Article de Philippe Guichardaz
Moscou, Irkoutsk, le Baïkal gelé... et plus, parce qu'affinités
Faut-il y voir un signe? En tout cas l'école est le bâtiment le plus important de Khoujir. Mais il y a dans ce village (qui n'a l'électricité que depuis 2 ans) un autre lieu de culture, c'est l'auberge de Nikita Bencharov, ancien champion de Russie de ping-pong, créateur de la première structure d'accueil sur l'île. Nikita a mis gracieusement à disposition une salle de son auberge pour en faire le Centre de culture et de langue française d'Olkhon (photo 1). Ce centre est animé par notre amie Tatiana Golobokova.

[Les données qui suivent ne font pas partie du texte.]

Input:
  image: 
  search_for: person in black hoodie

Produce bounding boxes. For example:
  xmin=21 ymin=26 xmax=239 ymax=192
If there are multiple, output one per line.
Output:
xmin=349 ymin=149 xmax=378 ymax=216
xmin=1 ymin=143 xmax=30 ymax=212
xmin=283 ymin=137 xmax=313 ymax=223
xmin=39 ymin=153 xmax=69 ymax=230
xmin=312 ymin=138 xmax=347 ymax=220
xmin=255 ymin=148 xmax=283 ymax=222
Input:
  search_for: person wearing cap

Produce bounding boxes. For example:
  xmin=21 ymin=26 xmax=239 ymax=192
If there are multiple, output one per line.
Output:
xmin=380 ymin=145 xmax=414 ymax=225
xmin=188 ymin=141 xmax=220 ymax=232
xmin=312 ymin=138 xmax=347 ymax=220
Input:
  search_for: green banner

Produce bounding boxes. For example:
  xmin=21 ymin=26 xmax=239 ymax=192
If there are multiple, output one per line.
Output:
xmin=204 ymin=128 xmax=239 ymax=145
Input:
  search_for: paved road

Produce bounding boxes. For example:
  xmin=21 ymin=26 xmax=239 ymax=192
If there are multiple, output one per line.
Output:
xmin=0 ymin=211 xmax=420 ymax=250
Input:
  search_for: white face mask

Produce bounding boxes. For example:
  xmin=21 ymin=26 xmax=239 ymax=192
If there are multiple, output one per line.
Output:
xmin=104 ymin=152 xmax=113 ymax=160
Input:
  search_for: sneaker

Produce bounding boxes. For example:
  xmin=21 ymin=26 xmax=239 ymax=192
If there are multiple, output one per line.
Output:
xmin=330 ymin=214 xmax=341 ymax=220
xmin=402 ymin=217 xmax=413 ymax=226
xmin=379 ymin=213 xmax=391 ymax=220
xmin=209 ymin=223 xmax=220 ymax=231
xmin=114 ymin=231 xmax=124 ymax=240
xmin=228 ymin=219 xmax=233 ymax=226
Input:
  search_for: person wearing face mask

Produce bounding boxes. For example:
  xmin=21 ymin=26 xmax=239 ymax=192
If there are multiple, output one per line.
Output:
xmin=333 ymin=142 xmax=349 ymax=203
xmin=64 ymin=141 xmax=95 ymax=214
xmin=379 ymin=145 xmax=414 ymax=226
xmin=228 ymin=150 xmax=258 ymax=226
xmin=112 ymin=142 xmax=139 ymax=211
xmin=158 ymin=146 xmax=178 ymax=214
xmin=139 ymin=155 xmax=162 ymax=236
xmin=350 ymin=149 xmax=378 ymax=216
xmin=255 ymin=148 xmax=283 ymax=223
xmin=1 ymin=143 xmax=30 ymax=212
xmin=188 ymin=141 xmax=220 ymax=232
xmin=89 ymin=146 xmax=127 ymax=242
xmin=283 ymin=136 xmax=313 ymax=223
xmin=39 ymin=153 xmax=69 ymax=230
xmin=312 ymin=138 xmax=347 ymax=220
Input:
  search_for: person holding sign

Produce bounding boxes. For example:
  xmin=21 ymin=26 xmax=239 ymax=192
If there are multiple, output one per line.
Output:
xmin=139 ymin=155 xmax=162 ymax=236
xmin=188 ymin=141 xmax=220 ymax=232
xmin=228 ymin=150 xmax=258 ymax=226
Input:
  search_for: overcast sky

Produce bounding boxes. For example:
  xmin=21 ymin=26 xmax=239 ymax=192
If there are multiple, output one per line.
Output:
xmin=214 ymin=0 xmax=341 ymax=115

Sous la conduite de Tatiana, nous avons visité cet étonnant lieu de diffusion de notre culture et de notre langue perdu au milieu du Baïkal et Eurcasia a remis à son animatrice un ordinateur portable destiné à la fois à faciliter les échanges entre élèves et à servir de support pour la diffusion de films et chansons français. Bibliothèque française, l'auberge est devenue, un soir, salle de concert, avec un récital de piano, donné par André Chaguine, soliste de l'orchestre symphonique d'Irkoutsk, dans le réfectoire (photo 7). André Chaguine avait fait le déplacement depuis Irkoutsk (à 300 kms), avec un ami accordeur (qui s'est battu une journée entière avec l'improbable piano de l'auberge) en remerciement pour l'accueil qu'il avait reçu un an auparavant à Thonon-les-Bains et Annecy. Concert de musique classique, mais qui, après le dîner - tradition de l'auberge oblige - s'est transformé en concert de musique folk avec le renfort du mari de Tatiana, Victor - chant et guitare - et d'Olga dont le talent de chanteuse égale celui de masseuse.

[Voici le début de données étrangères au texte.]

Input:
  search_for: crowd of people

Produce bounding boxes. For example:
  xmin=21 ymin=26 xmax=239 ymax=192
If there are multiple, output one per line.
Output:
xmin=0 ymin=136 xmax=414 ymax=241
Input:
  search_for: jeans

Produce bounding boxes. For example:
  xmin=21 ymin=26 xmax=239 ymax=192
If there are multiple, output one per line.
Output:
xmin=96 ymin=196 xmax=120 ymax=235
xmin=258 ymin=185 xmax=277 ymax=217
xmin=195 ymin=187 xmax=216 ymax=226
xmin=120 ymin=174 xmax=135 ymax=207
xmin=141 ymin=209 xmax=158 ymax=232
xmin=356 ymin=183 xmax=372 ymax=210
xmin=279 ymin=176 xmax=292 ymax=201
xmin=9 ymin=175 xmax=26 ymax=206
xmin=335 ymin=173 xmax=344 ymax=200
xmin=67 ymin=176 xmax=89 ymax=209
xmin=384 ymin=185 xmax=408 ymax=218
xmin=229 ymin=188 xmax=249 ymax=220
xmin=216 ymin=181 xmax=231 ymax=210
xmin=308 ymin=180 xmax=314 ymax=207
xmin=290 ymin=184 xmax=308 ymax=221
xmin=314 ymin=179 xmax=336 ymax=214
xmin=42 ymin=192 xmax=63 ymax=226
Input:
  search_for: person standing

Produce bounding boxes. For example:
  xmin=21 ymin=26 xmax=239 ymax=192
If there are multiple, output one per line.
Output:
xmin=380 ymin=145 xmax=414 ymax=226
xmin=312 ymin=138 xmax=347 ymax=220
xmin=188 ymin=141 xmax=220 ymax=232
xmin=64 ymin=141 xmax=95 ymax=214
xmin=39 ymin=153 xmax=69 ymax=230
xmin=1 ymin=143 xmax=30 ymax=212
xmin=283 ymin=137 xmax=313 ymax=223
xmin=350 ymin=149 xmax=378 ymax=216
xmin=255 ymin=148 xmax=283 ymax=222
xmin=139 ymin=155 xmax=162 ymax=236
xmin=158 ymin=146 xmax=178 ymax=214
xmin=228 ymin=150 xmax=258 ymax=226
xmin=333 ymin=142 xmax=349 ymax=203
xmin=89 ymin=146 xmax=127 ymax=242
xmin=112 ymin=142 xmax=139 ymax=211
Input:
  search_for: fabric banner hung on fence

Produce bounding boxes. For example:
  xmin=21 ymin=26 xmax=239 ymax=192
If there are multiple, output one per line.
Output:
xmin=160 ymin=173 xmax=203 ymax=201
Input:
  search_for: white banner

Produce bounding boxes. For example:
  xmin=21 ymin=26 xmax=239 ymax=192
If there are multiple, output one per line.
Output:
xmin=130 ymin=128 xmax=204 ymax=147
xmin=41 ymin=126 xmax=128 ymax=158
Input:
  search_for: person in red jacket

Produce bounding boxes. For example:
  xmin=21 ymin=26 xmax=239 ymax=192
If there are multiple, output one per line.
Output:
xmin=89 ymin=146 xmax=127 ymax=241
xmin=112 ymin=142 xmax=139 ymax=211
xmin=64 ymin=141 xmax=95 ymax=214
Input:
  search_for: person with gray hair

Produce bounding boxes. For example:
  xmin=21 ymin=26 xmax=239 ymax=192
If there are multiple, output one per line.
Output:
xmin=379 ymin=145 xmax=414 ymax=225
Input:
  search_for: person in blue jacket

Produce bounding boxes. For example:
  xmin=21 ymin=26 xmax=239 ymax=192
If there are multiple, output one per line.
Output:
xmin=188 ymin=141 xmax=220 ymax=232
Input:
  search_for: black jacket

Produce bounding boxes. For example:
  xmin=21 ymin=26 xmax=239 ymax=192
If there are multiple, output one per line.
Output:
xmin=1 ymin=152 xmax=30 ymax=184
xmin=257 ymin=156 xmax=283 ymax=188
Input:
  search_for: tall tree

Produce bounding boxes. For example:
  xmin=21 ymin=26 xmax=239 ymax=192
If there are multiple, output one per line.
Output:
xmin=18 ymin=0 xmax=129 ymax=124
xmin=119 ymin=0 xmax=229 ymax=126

Et le Baïkal gelé? Vouloir refléter les impressions ressenties par les 19 serait vaine entreprise. Je ne peux que suggérer... d'aller. Les 300 kms en aéro-glisseur, jusqu'à l'île d'Olkhon, une randonnée en 4x4 jusqu'à l'extrémité nord de l'île, le cap Khoboï, la traversée de la «petite mer», qui sépare Olkhon du «continent», en bus, par la route soigneusement balisée ont conduit à l'abandon de quelques idées reçues qui voudraient qu'un lac gelé soit une surface lisse, uniforme, où l'on progresse facilement. Quant à la pêche - qui n'a pas vu des images de pêcheurs devant leur trou - 19 voyageurs de l'hiver sibérien sont désormais convaincus qu'elle exige beaucoup de patience.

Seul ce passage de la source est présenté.